Carlos de la Rocha asiente, se toca el espadín dorado que lleva al cinto y comprueba con disimulo que los zurcidos de sus viejas medias apenas se ven. Nunca usa botas en los combates, desde que en la batalla de San Vicente (hace ya ocho años, madre santa) lo hirió una esquirla de metralla y el cirujano tuvo que cortárselas para curarlo. Las botas cuestan un ojo de la cara.

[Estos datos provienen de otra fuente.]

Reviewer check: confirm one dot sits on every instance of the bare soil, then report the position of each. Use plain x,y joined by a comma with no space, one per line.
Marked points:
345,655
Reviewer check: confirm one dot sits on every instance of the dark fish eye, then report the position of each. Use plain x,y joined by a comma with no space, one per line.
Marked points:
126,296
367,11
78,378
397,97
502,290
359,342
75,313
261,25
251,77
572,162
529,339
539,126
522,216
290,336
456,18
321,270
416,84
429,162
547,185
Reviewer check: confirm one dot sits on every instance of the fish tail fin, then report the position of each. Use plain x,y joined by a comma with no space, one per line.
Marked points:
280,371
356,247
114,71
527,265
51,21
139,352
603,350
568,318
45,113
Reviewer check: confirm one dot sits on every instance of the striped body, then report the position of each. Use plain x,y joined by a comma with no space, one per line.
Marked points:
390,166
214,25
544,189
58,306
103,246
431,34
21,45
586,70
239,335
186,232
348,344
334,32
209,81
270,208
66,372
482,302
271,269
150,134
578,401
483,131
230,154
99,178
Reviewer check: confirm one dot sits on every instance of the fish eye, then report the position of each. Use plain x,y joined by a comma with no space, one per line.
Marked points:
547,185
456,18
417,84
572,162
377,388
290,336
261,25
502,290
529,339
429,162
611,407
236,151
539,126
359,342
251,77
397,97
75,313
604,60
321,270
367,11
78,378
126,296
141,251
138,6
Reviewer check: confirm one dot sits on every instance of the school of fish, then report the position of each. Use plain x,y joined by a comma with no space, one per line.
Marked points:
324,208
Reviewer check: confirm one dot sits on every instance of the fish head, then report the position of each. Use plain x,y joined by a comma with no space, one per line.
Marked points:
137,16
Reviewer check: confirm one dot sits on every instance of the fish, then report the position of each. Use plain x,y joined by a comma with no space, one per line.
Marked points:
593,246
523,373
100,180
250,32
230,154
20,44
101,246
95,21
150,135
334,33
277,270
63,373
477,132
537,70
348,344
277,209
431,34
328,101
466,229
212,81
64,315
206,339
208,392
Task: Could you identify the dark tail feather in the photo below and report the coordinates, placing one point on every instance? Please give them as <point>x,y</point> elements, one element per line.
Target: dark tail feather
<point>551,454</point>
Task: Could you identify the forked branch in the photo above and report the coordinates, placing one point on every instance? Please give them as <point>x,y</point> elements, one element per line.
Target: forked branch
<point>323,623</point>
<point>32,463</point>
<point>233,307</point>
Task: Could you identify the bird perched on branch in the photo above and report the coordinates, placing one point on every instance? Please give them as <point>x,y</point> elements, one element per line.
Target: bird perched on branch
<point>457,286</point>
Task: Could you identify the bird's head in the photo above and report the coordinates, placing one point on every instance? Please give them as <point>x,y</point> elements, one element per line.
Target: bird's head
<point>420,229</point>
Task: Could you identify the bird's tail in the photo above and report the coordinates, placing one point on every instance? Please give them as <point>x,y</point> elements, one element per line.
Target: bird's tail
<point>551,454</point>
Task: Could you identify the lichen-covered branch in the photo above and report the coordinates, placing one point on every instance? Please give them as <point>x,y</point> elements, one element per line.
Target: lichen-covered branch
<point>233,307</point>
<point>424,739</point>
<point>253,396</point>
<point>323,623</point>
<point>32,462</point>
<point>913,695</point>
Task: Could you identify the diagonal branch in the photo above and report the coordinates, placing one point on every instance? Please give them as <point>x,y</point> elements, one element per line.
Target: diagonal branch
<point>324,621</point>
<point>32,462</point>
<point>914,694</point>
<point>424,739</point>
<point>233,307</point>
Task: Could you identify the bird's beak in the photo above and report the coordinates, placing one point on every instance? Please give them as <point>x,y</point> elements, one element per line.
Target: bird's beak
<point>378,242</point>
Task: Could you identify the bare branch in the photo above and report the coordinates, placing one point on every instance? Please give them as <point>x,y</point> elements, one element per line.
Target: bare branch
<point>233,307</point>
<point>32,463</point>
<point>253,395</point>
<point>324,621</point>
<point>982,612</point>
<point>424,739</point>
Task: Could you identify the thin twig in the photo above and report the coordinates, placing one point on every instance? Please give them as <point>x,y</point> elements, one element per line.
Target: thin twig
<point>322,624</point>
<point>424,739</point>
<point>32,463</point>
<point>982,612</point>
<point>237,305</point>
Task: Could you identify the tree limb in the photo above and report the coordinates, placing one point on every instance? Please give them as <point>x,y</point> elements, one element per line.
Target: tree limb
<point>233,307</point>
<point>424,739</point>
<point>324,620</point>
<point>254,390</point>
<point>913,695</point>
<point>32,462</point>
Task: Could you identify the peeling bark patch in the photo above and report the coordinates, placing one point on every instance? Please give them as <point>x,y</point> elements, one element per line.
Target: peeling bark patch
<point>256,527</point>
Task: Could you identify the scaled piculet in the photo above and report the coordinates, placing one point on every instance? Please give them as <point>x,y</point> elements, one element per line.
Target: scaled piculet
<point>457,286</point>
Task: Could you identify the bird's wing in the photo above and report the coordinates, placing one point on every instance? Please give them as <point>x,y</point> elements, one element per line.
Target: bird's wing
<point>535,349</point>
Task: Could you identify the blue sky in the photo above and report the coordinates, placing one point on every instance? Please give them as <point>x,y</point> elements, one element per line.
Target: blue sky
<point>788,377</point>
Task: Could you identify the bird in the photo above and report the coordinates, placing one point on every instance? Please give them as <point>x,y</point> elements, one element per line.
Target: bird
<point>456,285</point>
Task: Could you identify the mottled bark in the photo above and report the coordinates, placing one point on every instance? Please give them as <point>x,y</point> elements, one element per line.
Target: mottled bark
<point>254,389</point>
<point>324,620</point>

–Vamos a leerles la cartilla -suspira.

Desde lo alto de la escala de estribor de la toldilla, con el grueso palo de mesana crujiendo a la espalda por la tensión de velas y obenques, Rocha dirige un vistazo hacia proa. Los hombres están agrupados por brigadas y ranchos, con cierto orden dentro de lo que cabe, cubriendo toda la cubierta del alcázar y los cinco pies de anchura de cada pasamanos a uno y otro lado del foso del combés, hasta el castillo de proa, con los artilleros encaramados en las mesas de guarnición y en las cureñas de los cañones aún batiportados y firmes en sus trincas. Hasta los vigías de las cofas se inclinan hacia cubierta, atentos, sujetos a la obencadura. A trechos, entre los desharrapados reclutas vestidos con ropas de tierra, ponen una apariencia relativa de disciplina los uniformes de loneta marrón y los rojos gorros cuarteleros de los infantes de marina y los artilleros de brigadas, el uniforme azul de los artilleros de tierra, las casacas blancas de los soldados de los regimientos de Córdoba y Burgos y las azules con vueltas amarillas de los voluntarios de Cataluña con los que se suple la falta de hombres a bordo (algo es algo, aunque muchos se marean y vomitan como cerdos). La gente de la primera y la segunda baterías también ha subido a cubierta con sus cabos y oficiales, y se encuentran presentes subalternos de pito, carpinteros, calafates, cocineros y otros oficios: setecientos sesenta y un hombres (setecientos sesenta y dos con el comandante) ocupando hasta los primeros cañones del castillo, a proa, bajo el enmarañado bosque de palos, vergas, lona y jarcia que oscila con la cubierta en la marejada; toda la madera gimiendo en sus junturas como si el barco se lamentara por anticipado de lo que le espera. Hasta el cirujano, sus ayudantes y los sangradores asoman las cabezas por una escotilla. Con el primer vistazo, por la expresión de las caras y por la ropa, el ojo experto del comandante distingue a los marineros veteranos (que no han querido desertar o, lo más probable, no han podido) de los forzosos de leva: ojos desorbitados, pieles pálidas, bocas abiertas de estupor o de miedo contrastan con las caras curtidas por el sol y el salitre, las manos encallecidas y la expresión resignada de los hombres ya hechos al mar y a la guerra. Al menos, se consuela, un tercio largo de la tripulación es gente fogueada, y la mayor parte de ésta conoce su oficio. O casi. Por desgracia, muchos de los nuevos no vivirán para aprenderlo.